Best intentions, eh?
In any case, this story is the tragedy of a broken land and of a girl’s heart breaking in the process. It’s the story of finding that pure pride of being from the land that kisses the Caspian in spite of the shambles, and bravely entering a world that will look down upon you for what they think you are. It is the story of being strong, of loving freedom, and of the sweetness that no one can deprive you of: the smell of jasmine and rich cigarettes.

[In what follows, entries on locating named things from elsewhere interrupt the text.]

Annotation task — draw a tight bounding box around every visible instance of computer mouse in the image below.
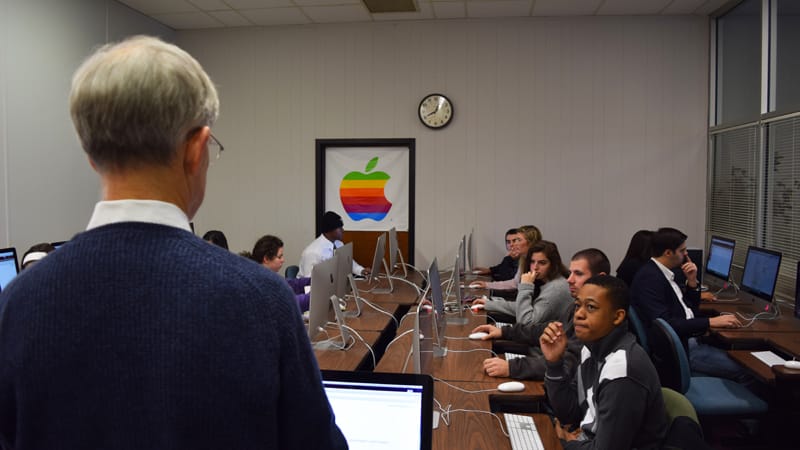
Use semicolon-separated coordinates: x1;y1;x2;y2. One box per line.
497;381;525;392
783;361;800;370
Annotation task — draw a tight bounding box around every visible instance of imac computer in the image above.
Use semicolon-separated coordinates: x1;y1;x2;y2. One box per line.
308;256;350;350
428;258;447;357
369;233;394;294
0;247;19;291
705;236;736;290
739;245;782;302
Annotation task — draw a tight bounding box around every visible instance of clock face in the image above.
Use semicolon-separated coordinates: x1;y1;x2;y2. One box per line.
419;94;453;129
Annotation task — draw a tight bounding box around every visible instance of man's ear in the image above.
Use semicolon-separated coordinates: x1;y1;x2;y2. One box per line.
183;127;211;175
614;309;628;327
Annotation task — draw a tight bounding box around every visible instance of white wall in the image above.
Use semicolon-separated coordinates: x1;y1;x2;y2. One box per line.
0;0;174;255
177;17;708;265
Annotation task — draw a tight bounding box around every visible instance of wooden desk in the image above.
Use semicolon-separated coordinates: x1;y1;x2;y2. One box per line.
314;329;380;371
433;381;561;450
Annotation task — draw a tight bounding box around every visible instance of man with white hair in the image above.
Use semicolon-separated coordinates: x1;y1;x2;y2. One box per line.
0;36;347;449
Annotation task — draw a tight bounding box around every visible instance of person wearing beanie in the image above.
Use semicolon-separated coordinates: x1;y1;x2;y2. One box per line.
297;211;369;277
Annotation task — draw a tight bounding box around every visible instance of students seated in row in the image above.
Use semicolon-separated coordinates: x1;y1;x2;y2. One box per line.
539;275;667;450
473;228;522;281
203;230;228;250
471;225;542;291
20;242;55;270
472;248;611;380
617;230;653;286
473;241;572;323
631;228;754;385
241;234;311;312
297;211;369;277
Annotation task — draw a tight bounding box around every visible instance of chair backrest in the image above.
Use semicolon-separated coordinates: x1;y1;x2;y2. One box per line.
285;266;300;280
628;305;650;355
650;318;691;394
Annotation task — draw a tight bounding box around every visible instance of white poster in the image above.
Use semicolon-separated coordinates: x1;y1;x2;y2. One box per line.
325;146;409;231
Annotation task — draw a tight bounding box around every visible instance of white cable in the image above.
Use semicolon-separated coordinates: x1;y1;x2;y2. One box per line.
342;325;378;369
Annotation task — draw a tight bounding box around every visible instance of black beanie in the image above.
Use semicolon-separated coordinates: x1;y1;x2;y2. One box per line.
322;211;344;233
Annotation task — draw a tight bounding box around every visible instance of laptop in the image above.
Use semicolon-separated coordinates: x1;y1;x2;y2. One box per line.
322;370;433;450
0;247;19;291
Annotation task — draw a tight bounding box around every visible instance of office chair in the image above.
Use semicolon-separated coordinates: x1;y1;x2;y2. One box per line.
650;319;767;417
284;266;300;280
628;305;650;355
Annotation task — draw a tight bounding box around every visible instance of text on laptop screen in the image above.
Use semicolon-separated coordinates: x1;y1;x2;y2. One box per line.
0;251;17;290
706;237;736;281
323;380;423;450
741;247;781;301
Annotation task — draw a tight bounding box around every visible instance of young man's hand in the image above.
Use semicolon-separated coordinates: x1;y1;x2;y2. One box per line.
539;322;567;362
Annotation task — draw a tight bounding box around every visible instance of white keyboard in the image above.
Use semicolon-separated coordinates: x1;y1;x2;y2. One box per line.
503;413;544;450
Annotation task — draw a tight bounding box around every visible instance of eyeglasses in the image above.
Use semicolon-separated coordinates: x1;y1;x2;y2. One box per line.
208;133;225;159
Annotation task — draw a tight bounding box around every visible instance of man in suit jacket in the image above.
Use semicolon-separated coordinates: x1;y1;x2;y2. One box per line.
631;228;752;384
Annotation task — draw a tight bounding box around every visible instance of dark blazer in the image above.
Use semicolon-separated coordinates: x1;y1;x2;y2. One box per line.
630;260;708;346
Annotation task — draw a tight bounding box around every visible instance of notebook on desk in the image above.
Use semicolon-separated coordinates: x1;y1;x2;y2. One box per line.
322;370;433;450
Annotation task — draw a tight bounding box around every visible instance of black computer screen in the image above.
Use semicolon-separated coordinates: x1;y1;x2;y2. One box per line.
706;236;736;281
741;246;781;302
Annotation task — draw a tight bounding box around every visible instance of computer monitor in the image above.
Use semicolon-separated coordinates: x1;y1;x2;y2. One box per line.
739;245;782;302
308;257;337;340
0;247;19;292
428;258;447;356
705;236;736;285
322;370;433;450
794;261;800;319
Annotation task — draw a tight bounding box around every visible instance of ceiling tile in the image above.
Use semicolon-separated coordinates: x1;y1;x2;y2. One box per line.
532;0;603;16
208;10;255;27
597;0;672;16
302;4;372;23
153;12;224;30
661;0;706;15
186;0;231;11
239;7;311;26
467;0;531;18
119;0;197;17
432;2;467;19
372;1;434;21
225;0;295;9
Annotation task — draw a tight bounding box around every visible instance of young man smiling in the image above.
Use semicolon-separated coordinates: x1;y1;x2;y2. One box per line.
539;275;667;450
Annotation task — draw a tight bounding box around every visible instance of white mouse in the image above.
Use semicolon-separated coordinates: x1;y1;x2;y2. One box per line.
784;361;800;370
497;381;525;392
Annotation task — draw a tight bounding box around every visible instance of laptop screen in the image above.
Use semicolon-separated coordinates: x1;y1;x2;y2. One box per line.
322;370;433;450
0;248;19;291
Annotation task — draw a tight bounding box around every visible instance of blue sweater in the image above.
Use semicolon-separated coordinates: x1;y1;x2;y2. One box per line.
0;222;347;449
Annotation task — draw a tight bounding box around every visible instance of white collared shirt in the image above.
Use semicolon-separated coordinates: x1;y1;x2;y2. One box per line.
86;200;192;233
650;258;694;319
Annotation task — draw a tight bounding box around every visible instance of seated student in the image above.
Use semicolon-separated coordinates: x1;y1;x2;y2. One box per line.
471;225;542;291
474;228;522;281
539;275;667;450
297;211;370;277
617;230;653;286
20;242;55;270
241;234;311;312
631;228;755;385
472;248;611;380
203;230;228;250
472;241;572;323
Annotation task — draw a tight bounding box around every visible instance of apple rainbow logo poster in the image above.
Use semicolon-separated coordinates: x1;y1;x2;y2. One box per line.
339;156;392;222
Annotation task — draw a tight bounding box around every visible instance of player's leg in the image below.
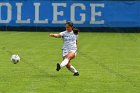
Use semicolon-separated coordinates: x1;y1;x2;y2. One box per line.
56;52;75;71
66;61;79;76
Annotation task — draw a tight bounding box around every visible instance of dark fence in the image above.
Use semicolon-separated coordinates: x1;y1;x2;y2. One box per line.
0;0;140;32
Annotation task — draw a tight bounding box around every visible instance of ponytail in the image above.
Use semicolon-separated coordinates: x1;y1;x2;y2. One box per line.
66;22;80;35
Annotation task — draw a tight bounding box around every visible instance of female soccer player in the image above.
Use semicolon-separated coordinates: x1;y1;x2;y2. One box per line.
50;22;79;76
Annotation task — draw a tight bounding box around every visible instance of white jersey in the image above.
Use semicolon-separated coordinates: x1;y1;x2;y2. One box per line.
60;31;78;50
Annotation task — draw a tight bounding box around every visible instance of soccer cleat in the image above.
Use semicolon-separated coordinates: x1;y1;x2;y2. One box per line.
56;63;61;71
73;72;79;76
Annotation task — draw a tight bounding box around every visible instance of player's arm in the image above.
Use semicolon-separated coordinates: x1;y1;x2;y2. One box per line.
50;34;61;38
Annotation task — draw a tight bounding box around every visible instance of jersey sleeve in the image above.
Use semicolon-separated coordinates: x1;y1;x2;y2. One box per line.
59;32;65;37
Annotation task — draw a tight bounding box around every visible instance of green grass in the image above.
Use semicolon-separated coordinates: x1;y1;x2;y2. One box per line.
0;32;140;93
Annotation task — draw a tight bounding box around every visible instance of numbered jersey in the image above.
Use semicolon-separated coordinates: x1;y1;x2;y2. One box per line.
60;31;77;50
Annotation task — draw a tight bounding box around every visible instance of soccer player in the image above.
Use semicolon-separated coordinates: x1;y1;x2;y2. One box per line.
50;22;79;76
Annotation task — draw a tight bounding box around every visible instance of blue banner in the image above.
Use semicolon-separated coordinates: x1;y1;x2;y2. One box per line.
0;0;140;27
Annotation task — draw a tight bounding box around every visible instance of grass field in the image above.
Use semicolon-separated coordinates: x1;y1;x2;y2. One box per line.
0;32;140;93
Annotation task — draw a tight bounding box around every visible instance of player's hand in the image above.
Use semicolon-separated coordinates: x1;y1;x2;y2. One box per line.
50;34;54;37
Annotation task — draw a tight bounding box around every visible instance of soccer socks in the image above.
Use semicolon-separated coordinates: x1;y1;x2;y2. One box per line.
68;65;78;73
60;58;69;68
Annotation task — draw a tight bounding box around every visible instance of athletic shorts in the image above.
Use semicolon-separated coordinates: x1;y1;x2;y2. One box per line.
62;49;77;57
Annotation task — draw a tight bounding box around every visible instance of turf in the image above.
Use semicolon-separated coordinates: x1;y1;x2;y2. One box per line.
0;32;140;93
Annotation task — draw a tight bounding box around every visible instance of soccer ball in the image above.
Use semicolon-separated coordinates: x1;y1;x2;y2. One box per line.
11;54;20;64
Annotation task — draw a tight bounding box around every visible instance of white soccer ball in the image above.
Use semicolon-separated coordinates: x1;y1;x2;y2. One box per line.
11;54;20;64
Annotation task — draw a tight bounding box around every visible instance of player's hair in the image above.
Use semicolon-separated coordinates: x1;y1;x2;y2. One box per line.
66;22;80;35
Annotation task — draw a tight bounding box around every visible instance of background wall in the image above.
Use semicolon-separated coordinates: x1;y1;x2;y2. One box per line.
0;0;140;32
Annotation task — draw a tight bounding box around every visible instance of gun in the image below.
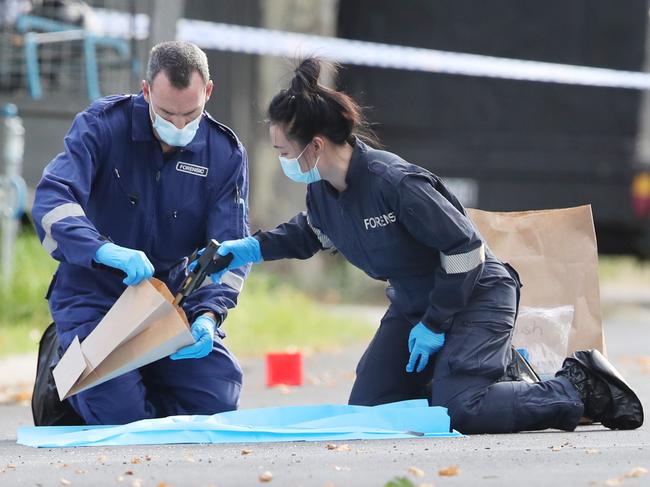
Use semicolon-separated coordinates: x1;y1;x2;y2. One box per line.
174;239;234;306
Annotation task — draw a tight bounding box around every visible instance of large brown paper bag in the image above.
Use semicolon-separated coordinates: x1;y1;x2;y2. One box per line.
52;279;194;400
467;206;605;376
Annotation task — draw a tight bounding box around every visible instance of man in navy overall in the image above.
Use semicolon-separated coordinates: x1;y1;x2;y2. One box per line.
33;42;249;424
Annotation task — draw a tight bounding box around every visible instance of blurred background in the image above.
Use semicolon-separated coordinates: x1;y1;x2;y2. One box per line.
0;0;650;366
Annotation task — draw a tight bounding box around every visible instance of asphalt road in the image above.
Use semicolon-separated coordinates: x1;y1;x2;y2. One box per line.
0;307;650;487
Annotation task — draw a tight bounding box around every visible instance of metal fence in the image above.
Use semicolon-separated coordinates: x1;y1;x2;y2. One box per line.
0;0;139;100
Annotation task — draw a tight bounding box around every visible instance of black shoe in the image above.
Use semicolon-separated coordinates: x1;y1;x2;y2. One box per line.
555;350;643;430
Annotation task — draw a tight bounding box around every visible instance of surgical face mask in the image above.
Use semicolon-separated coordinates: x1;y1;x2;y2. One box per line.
150;97;203;147
279;145;321;184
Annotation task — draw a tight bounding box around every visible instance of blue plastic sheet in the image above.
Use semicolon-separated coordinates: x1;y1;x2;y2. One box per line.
18;400;462;448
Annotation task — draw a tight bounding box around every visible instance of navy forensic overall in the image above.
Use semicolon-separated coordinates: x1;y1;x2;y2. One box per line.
32;94;249;424
256;140;583;433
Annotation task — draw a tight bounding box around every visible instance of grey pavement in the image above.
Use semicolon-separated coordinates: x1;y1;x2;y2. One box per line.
0;306;650;487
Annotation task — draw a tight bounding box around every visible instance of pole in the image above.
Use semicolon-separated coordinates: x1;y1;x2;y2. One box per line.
0;103;26;288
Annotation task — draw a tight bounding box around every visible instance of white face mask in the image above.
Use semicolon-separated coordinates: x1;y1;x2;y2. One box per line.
149;98;203;147
278;144;321;184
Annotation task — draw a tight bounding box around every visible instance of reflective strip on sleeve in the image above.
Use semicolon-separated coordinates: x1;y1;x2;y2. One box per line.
440;244;485;274
41;203;86;254
303;211;335;249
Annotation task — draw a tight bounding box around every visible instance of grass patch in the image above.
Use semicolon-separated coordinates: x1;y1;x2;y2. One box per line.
224;272;376;355
0;230;374;356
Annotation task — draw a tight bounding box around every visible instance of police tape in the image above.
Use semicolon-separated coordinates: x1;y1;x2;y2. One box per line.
95;9;650;90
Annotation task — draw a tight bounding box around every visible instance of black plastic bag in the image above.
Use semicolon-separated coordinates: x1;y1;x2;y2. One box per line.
32;323;84;426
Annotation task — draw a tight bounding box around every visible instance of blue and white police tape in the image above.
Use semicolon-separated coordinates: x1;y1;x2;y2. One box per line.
94;9;650;90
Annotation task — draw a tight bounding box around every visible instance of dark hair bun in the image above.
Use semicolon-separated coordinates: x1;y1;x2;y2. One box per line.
289;58;321;94
268;57;377;145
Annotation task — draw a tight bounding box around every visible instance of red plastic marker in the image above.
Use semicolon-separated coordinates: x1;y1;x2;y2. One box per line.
266;352;302;387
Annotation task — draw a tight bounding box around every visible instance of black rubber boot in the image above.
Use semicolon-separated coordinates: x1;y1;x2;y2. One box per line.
555;350;643;430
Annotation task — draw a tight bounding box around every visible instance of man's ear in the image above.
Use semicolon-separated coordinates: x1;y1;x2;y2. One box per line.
205;80;214;103
140;79;151;103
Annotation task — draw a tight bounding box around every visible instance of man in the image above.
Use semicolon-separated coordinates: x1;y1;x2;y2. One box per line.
33;42;249;424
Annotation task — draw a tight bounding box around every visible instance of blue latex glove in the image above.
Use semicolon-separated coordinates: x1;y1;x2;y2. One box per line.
94;242;154;286
190;237;262;283
169;315;217;360
406;321;445;373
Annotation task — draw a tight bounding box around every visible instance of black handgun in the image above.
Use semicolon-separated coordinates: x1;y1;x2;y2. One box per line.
174;239;234;306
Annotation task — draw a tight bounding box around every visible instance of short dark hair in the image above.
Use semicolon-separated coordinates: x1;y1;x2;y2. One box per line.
268;57;380;146
147;41;210;89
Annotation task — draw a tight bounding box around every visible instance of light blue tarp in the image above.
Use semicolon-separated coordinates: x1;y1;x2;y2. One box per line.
18;400;461;448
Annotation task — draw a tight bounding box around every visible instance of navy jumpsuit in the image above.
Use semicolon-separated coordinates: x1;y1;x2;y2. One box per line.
255;140;583;433
32;94;249;424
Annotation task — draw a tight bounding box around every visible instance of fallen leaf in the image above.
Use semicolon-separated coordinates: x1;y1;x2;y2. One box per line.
408;467;424;477
11;390;32;402
384;477;415;487
438;465;460;477
605;479;623;487
625;467;648;478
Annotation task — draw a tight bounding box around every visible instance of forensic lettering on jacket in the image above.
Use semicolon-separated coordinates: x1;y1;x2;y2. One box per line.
176;161;208;178
363;211;397;230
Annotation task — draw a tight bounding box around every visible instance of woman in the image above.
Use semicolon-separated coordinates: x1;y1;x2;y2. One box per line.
208;58;642;433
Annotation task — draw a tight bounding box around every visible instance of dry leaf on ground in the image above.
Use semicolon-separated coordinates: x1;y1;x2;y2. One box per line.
625;467;648;478
438;465;460;477
605;479;623;487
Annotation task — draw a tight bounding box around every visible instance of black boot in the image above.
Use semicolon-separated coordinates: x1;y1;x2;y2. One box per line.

The animated feature is highly impressionistic, fades in and out portrays clinical depression, homelessness, fury, death, and torture in a way that such they’re not required to be shown in order to be shocking.
A great bit of voice casting is real-life mother and daughter Catherine Denuve and Chiara Mastroiani voicing the protagonist’s mother and little “Marji” herself.
The soundtrack is also wonderful, Olivier Bernet’s strings manage to convey whimsy, depression, dreams, and tears in a way that perfectly complements the visuals. In fact, it distinctly made “Eye of the Tiger” seem to be an 80’s re-interpretation of the message of “We The Living” - and that’s saying something
It’s a lovely film, just as powerful and tragic as “Life is Beautiful” but rendered from a Middle Eastern perspective.
If it’s playing in your town, do not miss the chance to enjoy this special film.